ME: ...I’m not sure how to put it. I get songs stuck in my head. Not exactly songs but three-second riffs. They play back over and over and over like a skipping record. Like right now I’ve got The Cruel Sea song “I Feel,” the part where it goes “I feel/Like nobody knows or cares how/I feel/Like I’m going to be kind of sick now/I feel…”, then it goes back to the beginning and plays in a loop over and over and fucking over!
DR. ROGER STEEN, ADDICTION SPECIALIST ($190/HR): How long has this been going on?
ME: Since as long as I can remember. Kindergarten. Nursery rhymes. Hanna-Barbera cartoons. “Here he comes, here comes Speed Racer.” “They call him Flipper, Flipper, faster than lightning.” The opening tune from “Good Times” tortured me through most of junior high.
DR. STEEN: Have you discussed this with anyone?
ME: No. I mean, yes, jokingly, like in a ‘shitty top 40 songs that got stuck in your head’ kinda way. You know, we all get songs stuck in our head, Doc, I know that. But for the last ten years or so, they’ve been non-stop. And LOUDER. I’ll wake up in the middle of the night to take a pee and BOOM, the disc starts playing, and I’m up for hours.
DR. STEEN: Have you tried mind-calming exercises? Counting sheep, this kind of thing.
ME: I don’t think you’re hearing me, Doc. This is my counting sheep. My nervous tick. All my life, whenever I get into an uncomfortable social situation, the song starts playing on a loop, like a security blanket.

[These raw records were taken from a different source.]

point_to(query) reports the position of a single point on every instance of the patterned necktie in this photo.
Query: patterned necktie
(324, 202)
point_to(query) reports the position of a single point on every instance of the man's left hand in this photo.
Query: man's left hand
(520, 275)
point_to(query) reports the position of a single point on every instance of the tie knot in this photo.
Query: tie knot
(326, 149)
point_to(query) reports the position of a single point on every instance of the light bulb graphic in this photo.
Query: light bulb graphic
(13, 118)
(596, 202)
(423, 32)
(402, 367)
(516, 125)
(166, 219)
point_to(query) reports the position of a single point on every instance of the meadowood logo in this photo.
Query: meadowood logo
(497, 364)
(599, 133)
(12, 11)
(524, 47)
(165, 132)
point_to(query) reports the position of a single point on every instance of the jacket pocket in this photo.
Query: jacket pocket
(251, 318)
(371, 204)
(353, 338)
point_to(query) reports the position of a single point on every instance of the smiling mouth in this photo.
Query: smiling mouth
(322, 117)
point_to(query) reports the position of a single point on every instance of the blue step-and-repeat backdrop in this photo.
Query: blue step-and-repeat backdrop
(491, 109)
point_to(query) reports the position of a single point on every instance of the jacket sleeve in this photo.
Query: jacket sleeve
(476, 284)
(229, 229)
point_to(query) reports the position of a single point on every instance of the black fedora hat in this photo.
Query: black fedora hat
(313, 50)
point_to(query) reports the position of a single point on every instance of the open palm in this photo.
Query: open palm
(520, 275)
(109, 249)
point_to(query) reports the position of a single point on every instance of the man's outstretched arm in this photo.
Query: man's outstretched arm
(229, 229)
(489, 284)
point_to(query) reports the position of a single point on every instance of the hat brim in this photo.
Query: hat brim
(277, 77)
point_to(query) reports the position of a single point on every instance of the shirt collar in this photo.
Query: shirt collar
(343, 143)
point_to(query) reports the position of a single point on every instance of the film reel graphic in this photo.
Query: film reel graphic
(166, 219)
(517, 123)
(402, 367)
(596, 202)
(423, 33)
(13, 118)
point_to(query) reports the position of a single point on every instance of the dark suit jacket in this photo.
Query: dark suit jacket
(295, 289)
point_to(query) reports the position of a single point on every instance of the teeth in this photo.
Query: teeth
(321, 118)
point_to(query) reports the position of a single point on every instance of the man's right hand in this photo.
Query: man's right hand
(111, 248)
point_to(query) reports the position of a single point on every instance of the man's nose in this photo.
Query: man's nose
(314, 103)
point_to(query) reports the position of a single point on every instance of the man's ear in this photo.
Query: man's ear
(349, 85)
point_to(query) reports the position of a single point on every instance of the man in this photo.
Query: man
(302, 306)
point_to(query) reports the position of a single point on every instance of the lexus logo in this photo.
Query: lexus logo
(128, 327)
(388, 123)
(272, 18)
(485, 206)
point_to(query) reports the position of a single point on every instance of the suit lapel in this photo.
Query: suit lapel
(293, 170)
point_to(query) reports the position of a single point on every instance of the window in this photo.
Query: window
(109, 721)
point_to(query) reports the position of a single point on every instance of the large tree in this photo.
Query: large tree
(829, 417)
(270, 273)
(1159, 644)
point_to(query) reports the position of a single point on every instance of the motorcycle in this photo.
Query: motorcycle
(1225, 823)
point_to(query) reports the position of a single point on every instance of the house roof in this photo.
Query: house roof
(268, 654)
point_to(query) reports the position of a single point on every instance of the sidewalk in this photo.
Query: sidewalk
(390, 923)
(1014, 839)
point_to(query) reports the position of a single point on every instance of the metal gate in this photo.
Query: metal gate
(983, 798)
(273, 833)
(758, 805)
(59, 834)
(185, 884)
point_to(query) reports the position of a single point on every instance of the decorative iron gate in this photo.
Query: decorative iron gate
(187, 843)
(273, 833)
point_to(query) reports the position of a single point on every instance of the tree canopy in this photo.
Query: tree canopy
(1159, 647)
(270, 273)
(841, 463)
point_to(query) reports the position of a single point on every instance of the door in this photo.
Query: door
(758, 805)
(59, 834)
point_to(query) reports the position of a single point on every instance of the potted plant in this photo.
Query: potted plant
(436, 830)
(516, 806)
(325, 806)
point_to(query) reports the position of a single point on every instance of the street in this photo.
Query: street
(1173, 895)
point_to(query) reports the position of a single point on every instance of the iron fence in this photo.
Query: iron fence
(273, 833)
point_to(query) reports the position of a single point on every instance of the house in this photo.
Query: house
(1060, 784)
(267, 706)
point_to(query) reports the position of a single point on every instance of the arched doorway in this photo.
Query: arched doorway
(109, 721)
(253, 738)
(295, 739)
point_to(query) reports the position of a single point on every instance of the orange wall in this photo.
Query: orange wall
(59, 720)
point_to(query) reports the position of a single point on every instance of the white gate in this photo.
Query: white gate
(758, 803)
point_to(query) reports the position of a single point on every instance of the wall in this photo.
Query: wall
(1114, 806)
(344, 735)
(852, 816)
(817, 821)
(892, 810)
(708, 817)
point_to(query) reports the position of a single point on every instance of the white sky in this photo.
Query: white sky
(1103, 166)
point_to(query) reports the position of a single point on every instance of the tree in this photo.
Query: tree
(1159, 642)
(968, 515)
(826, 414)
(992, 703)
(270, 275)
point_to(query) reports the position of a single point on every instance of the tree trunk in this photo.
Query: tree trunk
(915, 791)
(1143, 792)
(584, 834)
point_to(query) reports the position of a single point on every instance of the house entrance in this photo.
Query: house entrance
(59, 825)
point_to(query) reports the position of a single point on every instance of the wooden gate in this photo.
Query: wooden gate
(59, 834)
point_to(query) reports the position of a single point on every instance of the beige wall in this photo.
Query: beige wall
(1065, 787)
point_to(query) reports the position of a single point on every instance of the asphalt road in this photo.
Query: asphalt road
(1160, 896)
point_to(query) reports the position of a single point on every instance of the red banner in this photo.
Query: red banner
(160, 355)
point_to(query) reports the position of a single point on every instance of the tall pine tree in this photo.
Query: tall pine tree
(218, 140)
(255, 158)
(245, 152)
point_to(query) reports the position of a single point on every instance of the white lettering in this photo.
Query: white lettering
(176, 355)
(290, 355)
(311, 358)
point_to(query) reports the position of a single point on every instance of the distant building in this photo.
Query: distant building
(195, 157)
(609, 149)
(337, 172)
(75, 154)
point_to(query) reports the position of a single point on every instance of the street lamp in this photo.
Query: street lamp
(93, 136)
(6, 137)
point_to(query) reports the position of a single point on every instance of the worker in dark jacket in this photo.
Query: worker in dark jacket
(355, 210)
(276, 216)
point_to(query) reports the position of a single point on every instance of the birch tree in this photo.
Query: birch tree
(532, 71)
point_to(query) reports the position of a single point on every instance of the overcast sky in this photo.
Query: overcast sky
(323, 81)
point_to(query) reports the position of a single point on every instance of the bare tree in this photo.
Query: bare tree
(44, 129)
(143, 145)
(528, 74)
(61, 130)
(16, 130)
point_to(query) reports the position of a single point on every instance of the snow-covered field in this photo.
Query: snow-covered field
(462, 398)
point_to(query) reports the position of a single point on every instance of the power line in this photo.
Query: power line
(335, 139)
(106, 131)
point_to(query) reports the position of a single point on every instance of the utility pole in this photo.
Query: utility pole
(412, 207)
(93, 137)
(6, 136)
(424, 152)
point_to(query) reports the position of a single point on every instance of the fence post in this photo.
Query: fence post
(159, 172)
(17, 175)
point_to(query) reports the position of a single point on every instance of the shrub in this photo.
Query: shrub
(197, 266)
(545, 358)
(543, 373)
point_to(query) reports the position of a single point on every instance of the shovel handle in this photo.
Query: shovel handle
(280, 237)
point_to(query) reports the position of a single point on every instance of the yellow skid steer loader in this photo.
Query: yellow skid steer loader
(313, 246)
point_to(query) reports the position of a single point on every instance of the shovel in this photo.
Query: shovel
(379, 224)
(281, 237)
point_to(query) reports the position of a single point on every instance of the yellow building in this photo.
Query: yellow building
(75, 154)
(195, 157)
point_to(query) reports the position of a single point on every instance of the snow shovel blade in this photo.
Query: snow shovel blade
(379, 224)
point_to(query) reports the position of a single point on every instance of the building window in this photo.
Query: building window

It’s not a bad thing. Or, it wasn’t a bad thing in P.E. in 11th grade. But for fuck’s sake it tortures me now. It starts with a song I like and then it persists and persists and persists. Fucking Bright Eyes! “Cleanse Song,” that bit “So I muffled my scream on an Oxnard beach/Full of fever dreams that scare you sober/Into saltless dinners” lodged into my head in Sao Paulo, Christmas 2007 and stayed well into March, New York, with relapses over the last four years. “Amateurs, dilettantes, hacks, cowboys, clones/The streets groan with little Caesars, Napoleons and cunts/With their building blocks and their tiny plastic phones/Counting on their fingers, with crumbs down their fronts,” that Nick Cave song—it’s been fucking hounding me for five years. Last week it was the Sunnyboys, week before that it was Iron and Wine. Doc, I know exactly what serial killers mean when they talk about hearing voices. It’s like I’ve got a long residency hotel in my brain, and the guests all overstay their welcome. In fact I’d even say my pot addiction and now my drinking and even that whole Internet porn thing was really just a subconscious effort to turn off the FUCKING RADIO!
I pause. Stand. Address the empty theater.
ME: See, just this very conversation, just this whole, ‘Doc, you gotta help me’ scene has done it. In my head, right this second, Mick Jagger: “Dear doctor, please help me, I’m damaged/There’s a pain where there once was a heart . . .” And I know he ain’t leaving any time soon.